Tanımı gereği, psikolojik sözleşme öznel olarak anlaşılır. Bir organizasyon herkese ‘aynı’ anlaşmayı teklif etmeye kalkışsa bile, psikolojik sözleşme çalışanlar arasında yine de değişiklik gösterecektir. Kişilik, ideoloji ve kendi kendine hizmet eden önyargılar gibi algıları şekillendiren bireysel ve grup farklılıkları, çalışanların çalışma ortamlarını nasıl anlamlandırdığı ve daha spesifik olarak, örgütlerinin onlara yaptıklarına inandıkları vaatler, onların bunun karşılığındaki yükümlülükleri ve bu

yükümlülükler karşılığında bu vaatlerin sağlanma derecesi üzerinde önemli bir etkiye sahip olacaktır (Conway ve Briner, 2005: 51).

Psikolojik sözleşmeyi şekillendiren kişisel faktörlere yönelik yapılan araştırmaların çoğu, mesleki ve değişim ideolojilerine odaklanmıştır.

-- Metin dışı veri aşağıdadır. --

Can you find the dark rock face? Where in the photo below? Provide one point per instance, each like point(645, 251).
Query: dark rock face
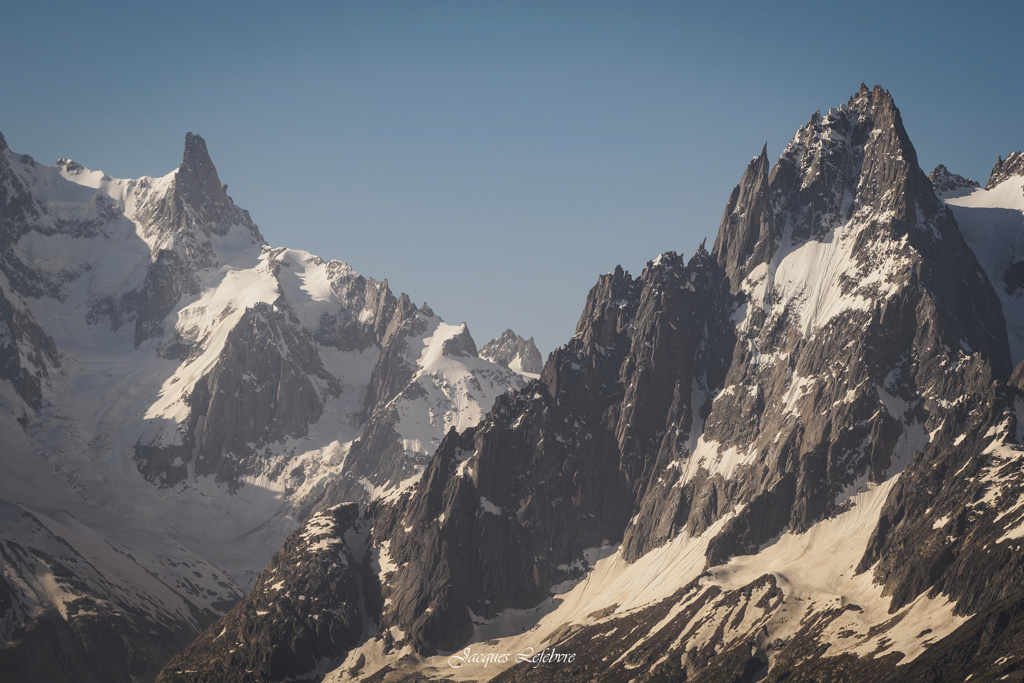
point(260, 391)
point(1012, 166)
point(25, 370)
point(256, 365)
point(305, 609)
point(811, 352)
point(944, 181)
point(509, 347)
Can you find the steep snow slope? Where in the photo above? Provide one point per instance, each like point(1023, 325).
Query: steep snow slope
point(992, 222)
point(793, 457)
point(186, 393)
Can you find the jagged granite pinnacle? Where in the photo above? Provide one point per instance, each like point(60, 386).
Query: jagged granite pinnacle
point(1010, 167)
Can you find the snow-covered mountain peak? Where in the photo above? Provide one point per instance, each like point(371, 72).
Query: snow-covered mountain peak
point(514, 352)
point(1005, 169)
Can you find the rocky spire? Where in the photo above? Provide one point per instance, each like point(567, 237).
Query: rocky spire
point(1004, 169)
point(945, 181)
point(745, 227)
point(198, 186)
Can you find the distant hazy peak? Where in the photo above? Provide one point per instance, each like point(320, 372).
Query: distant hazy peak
point(514, 352)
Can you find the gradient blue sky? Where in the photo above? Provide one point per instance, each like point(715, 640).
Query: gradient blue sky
point(494, 158)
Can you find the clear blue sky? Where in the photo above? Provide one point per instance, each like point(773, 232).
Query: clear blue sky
point(494, 158)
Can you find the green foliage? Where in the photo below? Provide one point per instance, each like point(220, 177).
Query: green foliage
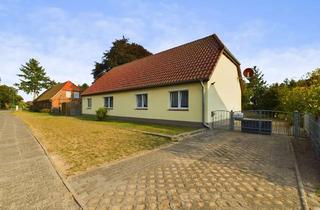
point(9, 97)
point(101, 114)
point(83, 86)
point(45, 110)
point(254, 90)
point(121, 52)
point(33, 78)
point(302, 95)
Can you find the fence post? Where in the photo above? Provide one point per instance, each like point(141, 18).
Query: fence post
point(231, 123)
point(296, 124)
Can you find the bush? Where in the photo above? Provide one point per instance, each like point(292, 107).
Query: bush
point(45, 110)
point(101, 114)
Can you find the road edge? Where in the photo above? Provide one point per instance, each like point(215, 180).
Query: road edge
point(302, 193)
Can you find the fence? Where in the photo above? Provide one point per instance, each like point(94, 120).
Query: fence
point(260, 121)
point(312, 127)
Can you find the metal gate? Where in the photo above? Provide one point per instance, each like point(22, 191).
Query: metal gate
point(259, 121)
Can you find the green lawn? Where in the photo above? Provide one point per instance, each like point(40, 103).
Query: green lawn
point(78, 143)
point(149, 127)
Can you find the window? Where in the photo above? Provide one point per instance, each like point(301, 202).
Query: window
point(142, 100)
point(89, 101)
point(108, 102)
point(76, 95)
point(68, 94)
point(179, 99)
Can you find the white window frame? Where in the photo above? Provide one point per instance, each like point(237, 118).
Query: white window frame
point(68, 94)
point(76, 94)
point(142, 101)
point(89, 99)
point(179, 99)
point(109, 102)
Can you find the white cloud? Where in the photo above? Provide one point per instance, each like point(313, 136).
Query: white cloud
point(278, 64)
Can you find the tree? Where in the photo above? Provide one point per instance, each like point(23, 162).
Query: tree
point(121, 52)
point(9, 97)
point(254, 91)
point(33, 78)
point(83, 86)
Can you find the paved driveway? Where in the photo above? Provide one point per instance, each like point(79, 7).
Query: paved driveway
point(27, 179)
point(221, 169)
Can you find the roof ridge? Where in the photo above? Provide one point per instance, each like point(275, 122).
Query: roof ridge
point(212, 35)
point(50, 89)
point(187, 62)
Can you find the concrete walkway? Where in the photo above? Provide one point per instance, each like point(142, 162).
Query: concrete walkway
point(27, 178)
point(226, 170)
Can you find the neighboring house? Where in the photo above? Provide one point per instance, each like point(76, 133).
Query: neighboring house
point(180, 85)
point(62, 98)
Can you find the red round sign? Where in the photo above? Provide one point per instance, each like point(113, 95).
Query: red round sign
point(248, 72)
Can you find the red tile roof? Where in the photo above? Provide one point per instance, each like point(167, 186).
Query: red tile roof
point(190, 62)
point(51, 92)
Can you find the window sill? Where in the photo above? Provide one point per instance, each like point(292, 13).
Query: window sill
point(141, 108)
point(178, 109)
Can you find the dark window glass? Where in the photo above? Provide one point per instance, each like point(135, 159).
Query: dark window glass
point(142, 100)
point(111, 101)
point(174, 99)
point(108, 102)
point(89, 102)
point(139, 100)
point(145, 100)
point(184, 99)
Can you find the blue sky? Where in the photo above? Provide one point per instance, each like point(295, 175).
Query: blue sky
point(281, 37)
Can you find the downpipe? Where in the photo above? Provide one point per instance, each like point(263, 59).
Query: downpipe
point(203, 106)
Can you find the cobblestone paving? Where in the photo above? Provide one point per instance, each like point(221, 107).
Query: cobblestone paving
point(226, 170)
point(27, 179)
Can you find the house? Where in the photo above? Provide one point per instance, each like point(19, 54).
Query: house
point(62, 98)
point(181, 85)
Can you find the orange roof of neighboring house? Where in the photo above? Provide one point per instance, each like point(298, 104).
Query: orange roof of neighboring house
point(48, 94)
point(190, 62)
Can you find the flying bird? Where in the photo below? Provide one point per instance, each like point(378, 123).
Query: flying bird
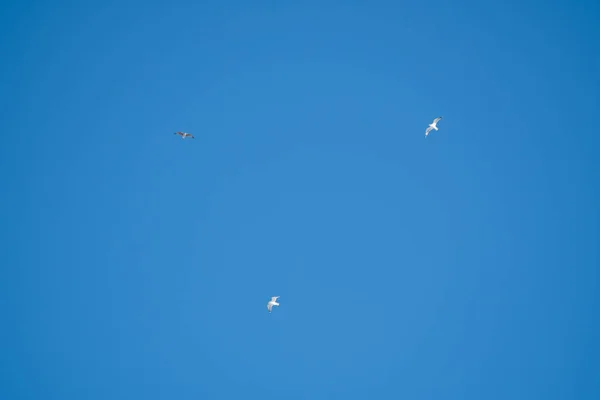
point(433, 125)
point(272, 303)
point(184, 135)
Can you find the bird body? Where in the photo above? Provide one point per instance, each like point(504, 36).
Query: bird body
point(432, 126)
point(272, 303)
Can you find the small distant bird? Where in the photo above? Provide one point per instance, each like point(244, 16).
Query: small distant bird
point(433, 125)
point(273, 302)
point(184, 135)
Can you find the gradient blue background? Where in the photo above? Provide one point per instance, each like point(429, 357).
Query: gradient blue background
point(136, 265)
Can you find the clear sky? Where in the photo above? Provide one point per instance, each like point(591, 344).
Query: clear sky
point(136, 265)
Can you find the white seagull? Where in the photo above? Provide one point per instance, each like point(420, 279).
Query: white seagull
point(184, 135)
point(272, 303)
point(433, 125)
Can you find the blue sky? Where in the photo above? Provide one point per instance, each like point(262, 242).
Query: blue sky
point(459, 266)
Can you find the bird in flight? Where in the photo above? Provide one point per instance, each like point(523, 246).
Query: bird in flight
point(184, 135)
point(272, 303)
point(433, 125)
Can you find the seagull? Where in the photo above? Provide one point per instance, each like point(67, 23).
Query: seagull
point(184, 135)
point(272, 303)
point(432, 126)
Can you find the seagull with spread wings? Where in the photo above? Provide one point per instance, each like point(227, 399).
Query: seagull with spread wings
point(184, 135)
point(433, 125)
point(272, 303)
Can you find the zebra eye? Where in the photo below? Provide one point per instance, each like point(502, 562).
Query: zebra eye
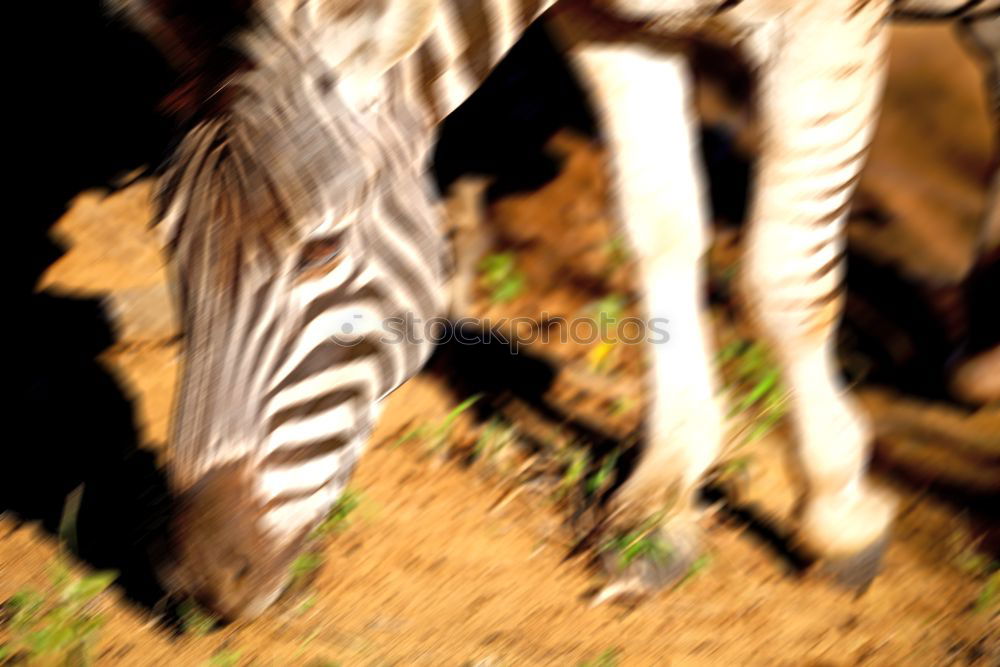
point(319, 254)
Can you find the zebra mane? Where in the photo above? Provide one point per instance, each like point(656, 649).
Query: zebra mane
point(246, 183)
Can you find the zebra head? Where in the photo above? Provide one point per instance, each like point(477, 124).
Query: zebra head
point(295, 227)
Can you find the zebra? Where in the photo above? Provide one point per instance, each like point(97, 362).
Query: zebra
point(297, 221)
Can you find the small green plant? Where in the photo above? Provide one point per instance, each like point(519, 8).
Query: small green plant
point(989, 598)
point(603, 475)
point(576, 462)
point(305, 565)
point(699, 565)
point(59, 623)
point(643, 542)
point(621, 406)
point(194, 620)
point(756, 385)
point(499, 274)
point(608, 658)
point(338, 519)
point(437, 436)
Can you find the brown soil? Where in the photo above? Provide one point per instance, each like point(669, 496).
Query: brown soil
point(444, 566)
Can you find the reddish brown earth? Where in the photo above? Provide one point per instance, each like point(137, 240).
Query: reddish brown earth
point(444, 565)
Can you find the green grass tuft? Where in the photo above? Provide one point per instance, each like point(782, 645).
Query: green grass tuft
point(499, 274)
point(57, 623)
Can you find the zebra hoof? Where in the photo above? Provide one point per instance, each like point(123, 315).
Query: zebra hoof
point(856, 572)
point(641, 565)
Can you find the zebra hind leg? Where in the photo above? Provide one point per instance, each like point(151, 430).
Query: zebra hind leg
point(822, 97)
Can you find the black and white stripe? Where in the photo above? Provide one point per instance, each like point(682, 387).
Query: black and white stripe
point(286, 359)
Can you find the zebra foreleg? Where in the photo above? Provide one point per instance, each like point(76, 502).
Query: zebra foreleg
point(641, 96)
point(820, 91)
point(977, 378)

Raja ve meslektaşları (2004: 350), Pakistan’daki bir dizi şirkette çalışanlara yönelik yapılan bir ankette, psikolojik sözleşme türünün belirlenmesinde kişilik özelliklerinden, nevrotiklik ve duygusal duyarlılığın işlemsel sözleşmeler ile benlik saygısı ve vicdanlılığın yüksek ilişkisel sözleşmelere sahip çalışanlarla ilişkili olduğunu belirlemiştir. Psikolojik sözleşmelerin kendine özgü doğası için temel açıklamalardan biri, muhtemelen bir çalışanın kişiliği olacaktır. Kişiliğin psikolojik sözleşmeleri nasıl etkileyebileceğini göstermek için nevrotizm ile işlem sözleşmeleri arasındaki ilişki ele alınmıştır. Nevrotizm, duygusal istikrarsızlık ve güven eksikliği ve endişe ile ilgilidir, dolayısıyla nevrotik seviyeleri daha yüksek olanlar, güven, uzun vadeli taahhütler, başka bir kişiye olan itimat ve ertelenmiş tatmin gerektiren ilişkilere girmeme eğiliminde olacaktır (Raja, vd., 2004: 351). Robinson, Kraatz ve Rousseau (1994: 140) kendi kendine hizmet eden önyargıların bireylerin katkılarını aşırı tahmin etmesine ve kuruluşlar için teşviklerin maliyetlerini düşük tahmin etmesine neden olduğunu savunmaktadır. Böyle bir durumda çalışanlar, işverenlerinin kendilerine daha fazla borcu olduğuna, buna mukabil, kendilerinin işverene daha az borçları olduğuna inanacaklardır.

DÖRDÜNCÜ BÖLÜM

İŞ SAĞLIĞI VE GÜVENLİĞİ UYGULAMALARININ ÖRGÜTSEL BAĞLILIĞA ETKİSİNDE PSİKOLOJİK SÖZLEŞMENİN

ARACILIK ROLÜ: ÇİMENTO SEKTÖRÜNDE BİR ARAŞTIRMA

Çalışmanın bu bölümünde uygulama sonuçlarına yer verilmiştir. Öncelikle, uygulamanın gerçekleştirildiği çimento sektörünün gelişimi ve Türkiye’de çimento sektörünün yapısıyla ilgili kısa bilgiler verilmektedir. Daha sonra araştırmanın amacı ve önemi, kapsam ve sınırlılıkları, literatür taraması sonucunda rastlanan konuyla ilgili önceki çalışmalar, araştırmada kullanılan değişkenler arasındaki ilişki, araştırmanın modeli ve hipotezleri, araştırmanın yöntemi, analiz ve bulguları, hipotez testi ve yorumlanması konularına yer verilmiştir.